Tomb Raider 118 minutes (18) ★★★
The road to video game movie hell is paved with good intentions.
While Paul W.S. Anderson did solid work with Mortal Kombat and Resident Evil, cinema history is littered with disastrous movie adaptations of popular video games.
Super Mario Bros, Street Fighter, Doom and Hitman are just a few of the familiar titles to get disastrous film adaptations.
Even Alicia Vikander’s other half, Michael Fassbender, has fallen foul of the phenomenon with his Assassin’s Creed movie failing to hit the right notes.
It’s therefore something of a relief to report that Vikander’s first Tomb Raider outing has managed to dodge that particular bullet, delivering a solid video game outing that’s a definite step-up from Angelina Jolie’s CGI-led outings as Lara Croft.
The plot sees Croft living out her days as an unambitious London bicycle courier until a series of clues send her sailing off to a mysterious island and the mysterious tomb of Himiko, the mother of death, who more than lives up to the bill.
In the wrong hands, the film could have ended up following a similar path to the previous two Jolie outings but, thankfully, director Roar Uthaug took a more nuanced approach, following the gritty, more physically-challenging path set out by the Jason Bourne films.
A filmmaker who favours practical effects over computer-led antics, his Lara Croft feels more contemporary, a living, breathing action heroine who feels the exertion of every death-defying leap, archaeological dig or cycle through the streets of London.
The days of Jolie and the breast implants she wore under her costume as Croft are over with Uthaug establishing that from the off with Vikander introduced to audiences midway through a spot of MMA sparring.
Vikander is a lean, mean, fighting machine, rather than the two-dimensional character that existed prior. The action, meanwhile, is fast, frenetic but, most importantly, grounded in some form of reality (if you can forgive the rather pristine depiction of London.)
In the era of the female action star, Vikander more than holds her own and is central to much of the film’s success. She doesn’t do it all on her own though. Dominic West provides dependable support while one of the film’s biggest successes comes in the casting of Walton Goggins as the principle villain.
Goggins has been playing watchable bad guys since The Shield and in an era when most superhero movies struggle to deliver a compelling villain, he’s a rare and valuable commodity. It’s a;sp great to see Kristen Scott Thomas turn up too and there could be even more to come from her.

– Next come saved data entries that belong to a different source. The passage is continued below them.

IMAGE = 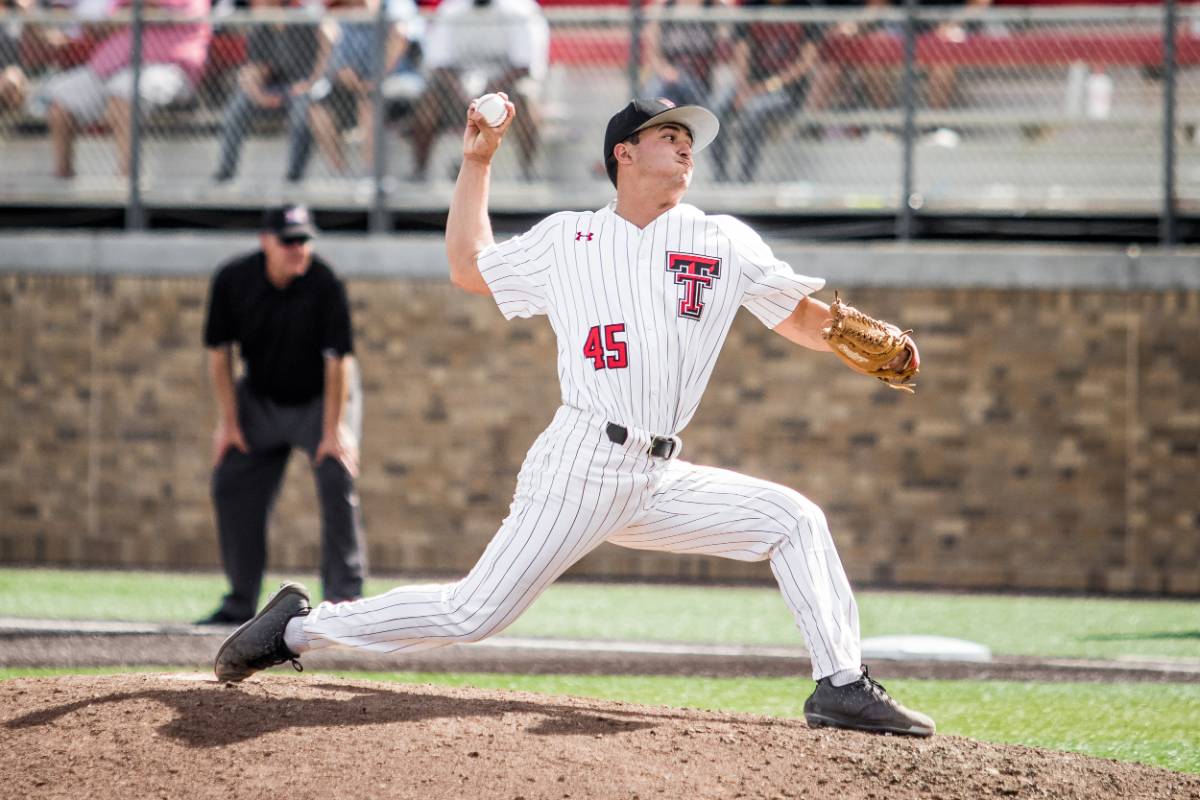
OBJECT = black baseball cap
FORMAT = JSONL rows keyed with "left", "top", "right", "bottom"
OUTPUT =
{"left": 603, "top": 98, "right": 720, "bottom": 187}
{"left": 261, "top": 204, "right": 318, "bottom": 242}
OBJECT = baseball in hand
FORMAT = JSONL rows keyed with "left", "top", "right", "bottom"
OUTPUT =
{"left": 474, "top": 93, "right": 508, "bottom": 127}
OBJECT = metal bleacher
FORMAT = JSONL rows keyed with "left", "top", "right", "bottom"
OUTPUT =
{"left": 0, "top": 3, "right": 1196, "bottom": 223}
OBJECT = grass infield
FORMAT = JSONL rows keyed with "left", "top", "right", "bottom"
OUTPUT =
{"left": 2, "top": 567, "right": 1198, "bottom": 661}
{"left": 2, "top": 666, "right": 1197, "bottom": 775}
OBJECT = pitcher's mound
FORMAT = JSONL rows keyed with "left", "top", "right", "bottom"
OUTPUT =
{"left": 1, "top": 673, "right": 1195, "bottom": 800}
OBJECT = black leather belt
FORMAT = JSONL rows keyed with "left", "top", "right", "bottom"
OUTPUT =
{"left": 605, "top": 422, "right": 678, "bottom": 459}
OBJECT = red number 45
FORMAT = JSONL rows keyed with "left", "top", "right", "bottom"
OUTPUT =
{"left": 583, "top": 323, "right": 628, "bottom": 370}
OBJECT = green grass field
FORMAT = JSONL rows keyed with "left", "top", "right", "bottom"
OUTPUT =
{"left": 2, "top": 567, "right": 1197, "bottom": 661}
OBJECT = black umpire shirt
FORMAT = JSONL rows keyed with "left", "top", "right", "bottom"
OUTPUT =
{"left": 203, "top": 251, "right": 354, "bottom": 406}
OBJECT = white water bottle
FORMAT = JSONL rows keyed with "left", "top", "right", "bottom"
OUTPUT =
{"left": 1086, "top": 69, "right": 1113, "bottom": 120}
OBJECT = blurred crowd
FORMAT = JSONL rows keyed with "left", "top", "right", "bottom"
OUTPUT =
{"left": 0, "top": 0, "right": 1166, "bottom": 184}
{"left": 0, "top": 0, "right": 549, "bottom": 181}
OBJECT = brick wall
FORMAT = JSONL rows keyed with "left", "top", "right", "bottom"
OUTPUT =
{"left": 2, "top": 272, "right": 1197, "bottom": 595}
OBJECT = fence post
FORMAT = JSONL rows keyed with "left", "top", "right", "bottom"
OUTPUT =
{"left": 629, "top": 0, "right": 643, "bottom": 97}
{"left": 369, "top": 0, "right": 389, "bottom": 234}
{"left": 896, "top": 0, "right": 917, "bottom": 241}
{"left": 1162, "top": 0, "right": 1178, "bottom": 246}
{"left": 126, "top": 0, "right": 146, "bottom": 230}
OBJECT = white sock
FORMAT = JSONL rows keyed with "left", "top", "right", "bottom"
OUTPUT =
{"left": 284, "top": 616, "right": 314, "bottom": 654}
{"left": 829, "top": 668, "right": 864, "bottom": 687}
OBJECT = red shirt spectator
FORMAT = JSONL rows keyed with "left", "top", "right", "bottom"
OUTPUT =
{"left": 88, "top": 0, "right": 211, "bottom": 85}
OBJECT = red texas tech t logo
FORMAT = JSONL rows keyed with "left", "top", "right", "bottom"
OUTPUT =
{"left": 666, "top": 252, "right": 722, "bottom": 320}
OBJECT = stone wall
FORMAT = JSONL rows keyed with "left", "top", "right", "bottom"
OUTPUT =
{"left": 1, "top": 241, "right": 1198, "bottom": 595}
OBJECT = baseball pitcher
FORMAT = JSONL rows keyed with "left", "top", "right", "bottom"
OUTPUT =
{"left": 214, "top": 95, "right": 931, "bottom": 737}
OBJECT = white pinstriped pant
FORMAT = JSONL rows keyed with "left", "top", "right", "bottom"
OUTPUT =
{"left": 301, "top": 405, "right": 862, "bottom": 680}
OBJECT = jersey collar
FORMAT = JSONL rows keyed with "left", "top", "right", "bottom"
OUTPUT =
{"left": 600, "top": 200, "right": 703, "bottom": 231}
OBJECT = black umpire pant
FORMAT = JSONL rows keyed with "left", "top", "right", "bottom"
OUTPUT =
{"left": 212, "top": 371, "right": 366, "bottom": 620}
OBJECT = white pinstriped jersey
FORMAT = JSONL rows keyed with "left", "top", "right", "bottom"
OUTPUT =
{"left": 477, "top": 201, "right": 825, "bottom": 436}
{"left": 301, "top": 202, "right": 863, "bottom": 681}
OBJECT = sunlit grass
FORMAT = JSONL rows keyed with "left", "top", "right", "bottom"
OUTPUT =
{"left": 1, "top": 567, "right": 1198, "bottom": 660}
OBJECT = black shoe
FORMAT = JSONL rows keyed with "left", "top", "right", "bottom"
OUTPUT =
{"left": 803, "top": 666, "right": 935, "bottom": 737}
{"left": 213, "top": 582, "right": 311, "bottom": 683}
{"left": 194, "top": 608, "right": 252, "bottom": 626}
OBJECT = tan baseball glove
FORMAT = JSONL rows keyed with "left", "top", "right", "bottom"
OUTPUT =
{"left": 820, "top": 293, "right": 919, "bottom": 393}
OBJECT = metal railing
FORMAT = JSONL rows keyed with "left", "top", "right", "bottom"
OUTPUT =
{"left": 0, "top": 2, "right": 1194, "bottom": 241}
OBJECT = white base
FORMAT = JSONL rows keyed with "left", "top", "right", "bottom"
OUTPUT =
{"left": 861, "top": 635, "right": 992, "bottom": 663}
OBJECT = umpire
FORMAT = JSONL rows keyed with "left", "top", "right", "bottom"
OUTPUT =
{"left": 197, "top": 204, "right": 367, "bottom": 625}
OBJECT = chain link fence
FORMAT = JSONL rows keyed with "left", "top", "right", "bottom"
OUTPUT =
{"left": 0, "top": 2, "right": 1195, "bottom": 235}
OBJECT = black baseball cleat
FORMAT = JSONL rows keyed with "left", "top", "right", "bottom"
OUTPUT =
{"left": 803, "top": 666, "right": 936, "bottom": 737}
{"left": 213, "top": 582, "right": 311, "bottom": 683}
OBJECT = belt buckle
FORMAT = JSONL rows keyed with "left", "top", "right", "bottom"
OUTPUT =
{"left": 648, "top": 435, "right": 676, "bottom": 459}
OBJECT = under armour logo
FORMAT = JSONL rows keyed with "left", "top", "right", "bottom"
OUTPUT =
{"left": 576, "top": 232, "right": 594, "bottom": 242}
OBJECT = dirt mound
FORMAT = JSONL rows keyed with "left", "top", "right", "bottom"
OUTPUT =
{"left": 1, "top": 674, "right": 1196, "bottom": 800}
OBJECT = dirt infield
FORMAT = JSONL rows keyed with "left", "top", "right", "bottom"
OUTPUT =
{"left": 3, "top": 624, "right": 1199, "bottom": 799}
{"left": 2, "top": 673, "right": 1198, "bottom": 800}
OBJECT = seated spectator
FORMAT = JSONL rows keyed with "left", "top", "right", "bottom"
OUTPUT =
{"left": 918, "top": 0, "right": 993, "bottom": 111}
{"left": 801, "top": 1, "right": 886, "bottom": 127}
{"left": 38, "top": 0, "right": 211, "bottom": 178}
{"left": 20, "top": 0, "right": 114, "bottom": 78}
{"left": 709, "top": 0, "right": 820, "bottom": 183}
{"left": 307, "top": 0, "right": 422, "bottom": 177}
{"left": 641, "top": 0, "right": 733, "bottom": 109}
{"left": 408, "top": 0, "right": 547, "bottom": 182}
{"left": 212, "top": 0, "right": 331, "bottom": 183}
{"left": 1, "top": 0, "right": 31, "bottom": 113}
{"left": 805, "top": 0, "right": 991, "bottom": 119}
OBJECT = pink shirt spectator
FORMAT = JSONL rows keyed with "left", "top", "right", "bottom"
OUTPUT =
{"left": 88, "top": 0, "right": 212, "bottom": 85}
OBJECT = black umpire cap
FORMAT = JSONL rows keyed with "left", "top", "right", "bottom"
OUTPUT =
{"left": 262, "top": 204, "right": 318, "bottom": 242}
{"left": 603, "top": 98, "right": 720, "bottom": 187}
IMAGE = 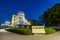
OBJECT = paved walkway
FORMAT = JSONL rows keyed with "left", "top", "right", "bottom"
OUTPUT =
{"left": 0, "top": 29, "right": 60, "bottom": 40}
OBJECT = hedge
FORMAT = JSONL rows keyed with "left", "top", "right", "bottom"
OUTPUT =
{"left": 5, "top": 28, "right": 32, "bottom": 35}
{"left": 45, "top": 28, "right": 56, "bottom": 34}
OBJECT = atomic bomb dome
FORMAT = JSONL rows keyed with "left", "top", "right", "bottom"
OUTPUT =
{"left": 18, "top": 11, "right": 25, "bottom": 16}
{"left": 11, "top": 11, "right": 30, "bottom": 27}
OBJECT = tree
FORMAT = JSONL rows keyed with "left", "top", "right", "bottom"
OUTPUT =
{"left": 39, "top": 3, "right": 60, "bottom": 27}
{"left": 28, "top": 19, "right": 42, "bottom": 26}
{"left": 39, "top": 15, "right": 44, "bottom": 25}
{"left": 28, "top": 19, "right": 36, "bottom": 26}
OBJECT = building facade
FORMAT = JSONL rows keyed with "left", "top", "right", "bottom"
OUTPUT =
{"left": 11, "top": 11, "right": 30, "bottom": 27}
{"left": 11, "top": 15, "right": 16, "bottom": 27}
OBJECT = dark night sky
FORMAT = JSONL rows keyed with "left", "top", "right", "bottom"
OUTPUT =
{"left": 0, "top": 0, "right": 60, "bottom": 24}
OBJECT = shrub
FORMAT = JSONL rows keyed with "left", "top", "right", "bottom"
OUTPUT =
{"left": 5, "top": 28, "right": 32, "bottom": 35}
{"left": 45, "top": 28, "right": 56, "bottom": 34}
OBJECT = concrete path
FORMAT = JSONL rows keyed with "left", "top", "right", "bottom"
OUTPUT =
{"left": 0, "top": 29, "right": 60, "bottom": 40}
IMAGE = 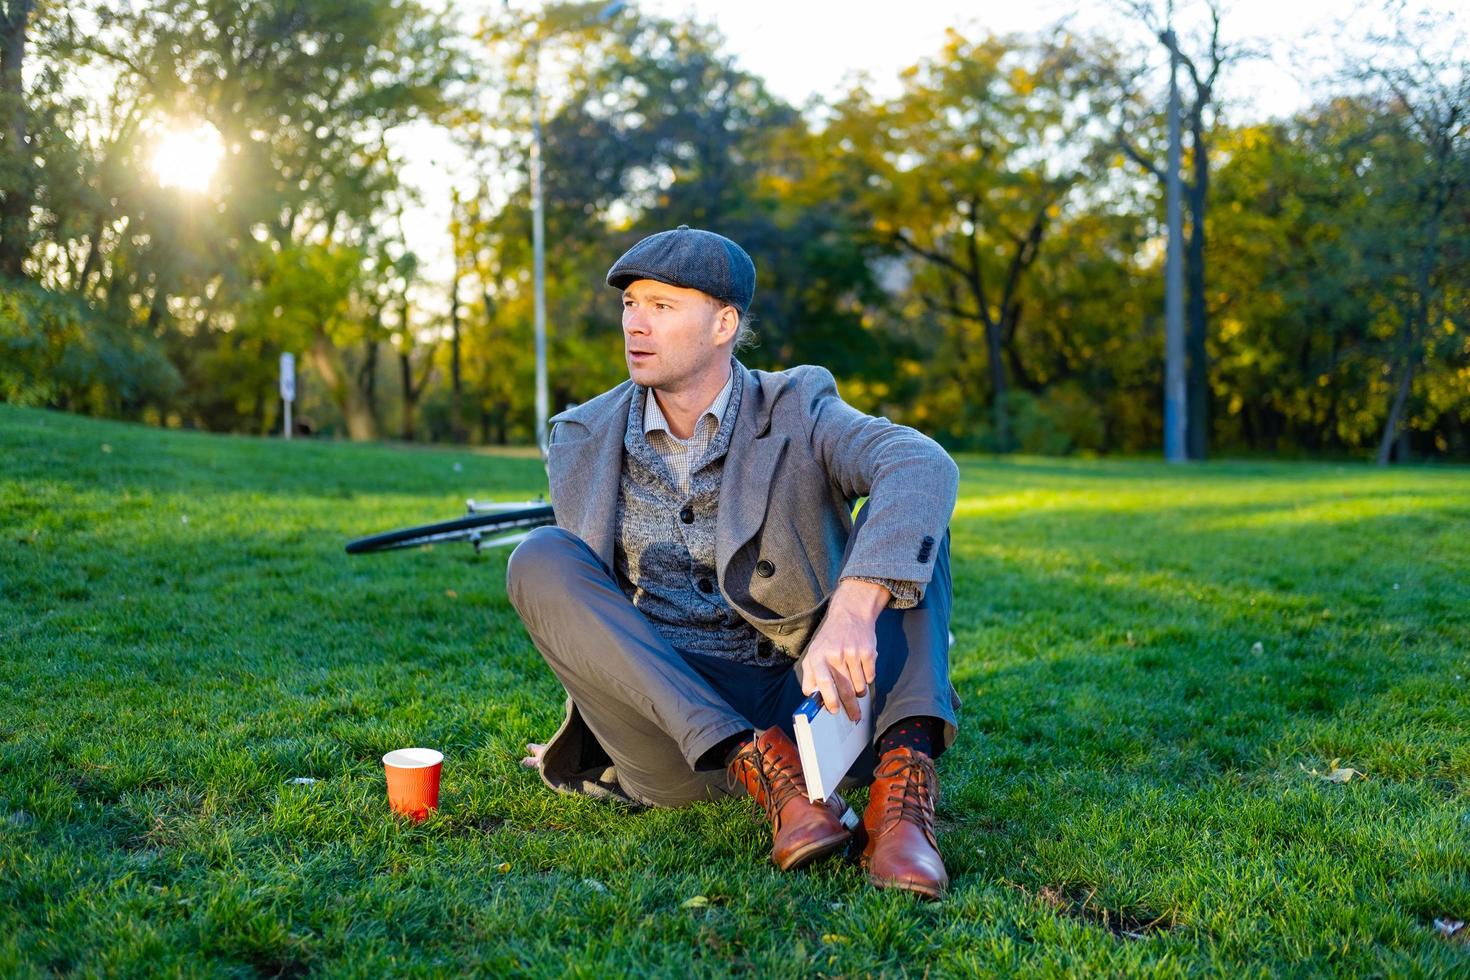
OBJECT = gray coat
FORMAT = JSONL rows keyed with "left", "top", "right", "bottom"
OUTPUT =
{"left": 547, "top": 361, "right": 959, "bottom": 655}
{"left": 535, "top": 361, "right": 960, "bottom": 799}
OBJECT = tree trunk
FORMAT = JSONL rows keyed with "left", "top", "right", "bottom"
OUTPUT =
{"left": 1184, "top": 123, "right": 1210, "bottom": 461}
{"left": 310, "top": 331, "right": 378, "bottom": 440}
{"left": 78, "top": 214, "right": 104, "bottom": 295}
{"left": 359, "top": 335, "right": 380, "bottom": 432}
{"left": 449, "top": 269, "right": 465, "bottom": 443}
{"left": 985, "top": 317, "right": 1008, "bottom": 453}
{"left": 0, "top": 0, "right": 34, "bottom": 279}
{"left": 1376, "top": 191, "right": 1445, "bottom": 465}
{"left": 398, "top": 349, "right": 419, "bottom": 442}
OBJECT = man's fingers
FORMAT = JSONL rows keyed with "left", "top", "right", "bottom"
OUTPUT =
{"left": 832, "top": 670, "right": 861, "bottom": 722}
{"left": 815, "top": 668, "right": 840, "bottom": 715}
{"left": 842, "top": 647, "right": 869, "bottom": 695}
{"left": 520, "top": 742, "right": 547, "bottom": 769}
{"left": 862, "top": 650, "right": 877, "bottom": 687}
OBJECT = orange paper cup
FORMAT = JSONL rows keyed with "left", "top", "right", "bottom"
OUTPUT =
{"left": 383, "top": 748, "right": 443, "bottom": 821}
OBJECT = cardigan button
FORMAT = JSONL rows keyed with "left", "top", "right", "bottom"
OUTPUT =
{"left": 697, "top": 577, "right": 714, "bottom": 594}
{"left": 755, "top": 559, "right": 775, "bottom": 578}
{"left": 679, "top": 506, "right": 694, "bottom": 524}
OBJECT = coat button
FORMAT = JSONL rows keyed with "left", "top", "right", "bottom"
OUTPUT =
{"left": 755, "top": 559, "right": 775, "bottom": 578}
{"left": 698, "top": 577, "right": 714, "bottom": 594}
{"left": 756, "top": 638, "right": 773, "bottom": 658}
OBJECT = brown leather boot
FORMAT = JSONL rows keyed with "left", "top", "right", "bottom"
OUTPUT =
{"left": 861, "top": 746, "right": 948, "bottom": 899}
{"left": 728, "top": 728, "right": 851, "bottom": 871}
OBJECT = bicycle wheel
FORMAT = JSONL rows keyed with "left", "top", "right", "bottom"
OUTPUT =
{"left": 345, "top": 504, "right": 555, "bottom": 554}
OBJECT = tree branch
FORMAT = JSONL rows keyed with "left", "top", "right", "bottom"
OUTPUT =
{"left": 1117, "top": 130, "right": 1164, "bottom": 183}
{"left": 892, "top": 229, "right": 970, "bottom": 280}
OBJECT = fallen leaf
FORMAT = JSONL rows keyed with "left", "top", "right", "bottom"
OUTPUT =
{"left": 1302, "top": 758, "right": 1367, "bottom": 783}
{"left": 494, "top": 862, "right": 511, "bottom": 873}
{"left": 286, "top": 777, "right": 318, "bottom": 786}
{"left": 1433, "top": 918, "right": 1465, "bottom": 939}
{"left": 581, "top": 878, "right": 607, "bottom": 894}
{"left": 1125, "top": 630, "right": 1135, "bottom": 646}
{"left": 180, "top": 514, "right": 189, "bottom": 525}
{"left": 445, "top": 589, "right": 458, "bottom": 599}
{"left": 821, "top": 934, "right": 851, "bottom": 945}
{"left": 1250, "top": 641, "right": 1264, "bottom": 655}
{"left": 100, "top": 443, "right": 112, "bottom": 454}
{"left": 682, "top": 895, "right": 710, "bottom": 909}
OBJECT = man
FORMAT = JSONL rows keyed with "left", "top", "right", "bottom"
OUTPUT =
{"left": 506, "top": 225, "right": 960, "bottom": 899}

The central plot comes off a little derivative of Indiana Jones at times but then Tomb Raider has always been that and a plot that moved away from ancient burial grounds and supernatural hokey would have been a betrayal of the franchise’s roots.
Tomb Raider isn’t without its faults of course – the movie takes a little too long to get to the actual tomb raiding part of the story while Daniel Wu’s alcoholic boat captain feels a little one dimensional.
But Uthaug and Vikander deserve credit for making a solid Tomb Raider film that’s fun, surprisingly scary in places, boasts plenty of memorable action set pieces and, most importantly for fans, stays faithful to the source material while feeling modern and timely.
Tomb Raider isn’t perfect by any means but it is a good adaptation of a decidedly wafer-thin computer game premise and there aren’t many video game movies you can say that about. Roll on the sequel.